Das kann ein wirtschaftlicher Totalschaden sein, da eine fachgerechte Reparatur sehr teuer ist und schnell den Fahrzeugwert übersteigt.


Hans

heiinjoy am 16 Aug 2015 11:33:37

Hallo,

ich hatte einen solchen und habe schlechte Erfahrungen gemacht mit Undichtigkeiten und Alufraß auf dem Dach. Ein Bekannter hat damals im Auftrag von Fendt Wasserschäden repariert. Das Thema Alufraß war damals ganz groß, da die Alubleche schadhaft waren.



Heiinjoy

martin1959 am 17 Aug 2015 16:40:27

Hallo,

Ich hatte einen, zwar Bj. 92, aber ich denke Bj. 94 ist nicht besser.
Ich kann dir nur davon abraten.
Stöbere mal in meinem Thread: "Wohnmobil komplett nass"
oder in dem von Emil: "Rettet die Wohnmobile"


Martin

PittiC am 17 Aug 2015 18:44:03

Unser alter fendt hat leider auch einen kapitalen Feuchtigkeitsschaden gehabt. Einmal im vorderen AlkovenFenster und auch der komplette Heckbereich.
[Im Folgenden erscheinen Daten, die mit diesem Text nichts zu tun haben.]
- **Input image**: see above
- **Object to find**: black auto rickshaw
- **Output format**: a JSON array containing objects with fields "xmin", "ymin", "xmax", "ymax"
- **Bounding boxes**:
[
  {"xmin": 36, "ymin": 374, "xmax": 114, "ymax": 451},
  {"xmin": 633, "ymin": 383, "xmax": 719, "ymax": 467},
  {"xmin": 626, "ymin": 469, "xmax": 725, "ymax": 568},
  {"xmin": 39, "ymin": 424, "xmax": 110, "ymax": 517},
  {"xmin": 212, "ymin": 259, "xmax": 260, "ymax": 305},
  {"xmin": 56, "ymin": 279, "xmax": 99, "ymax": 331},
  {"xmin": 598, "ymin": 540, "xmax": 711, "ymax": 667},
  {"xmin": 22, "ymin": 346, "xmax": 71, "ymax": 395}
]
catsus am 18 Aug 2015 22:50:23

Hallo
Auch ich kann da nur raten: Finger weg!
Näheres dazu kannst du in meinem Thread "Torfstecherei - Ich brauche Rat"
nachlesen.

Gast am 18 Aug 2015 23:16:19

Fendt ist dafür bekannt gerne einmal Feuchtigkeit rein zu lassen . (Es gibt natürlich auch welche die dicht halten)
Schau mal .....das sagt eigentlich alles ,oder du hast Zeit und Muße .....
--> Link

emil77b am 19 Aug 2015 14:01:56

Hallo Lissieleo,

denk Das Fzg. von Martin1959 kommt näher an Deins ran. Lies seine Womo-Geschichte.

Emil

bernie8 am 19 Aug 2015 14:58:37

Hallo,

wir hatten auch einen Fendt in der Familie.
Gleiche Geschichte, hinten nass. Ich war damals
als ""Berater" beim Kauf dabei. Das war so leicht
nicht zu erkennen. Ich würde die Finger davon lassen.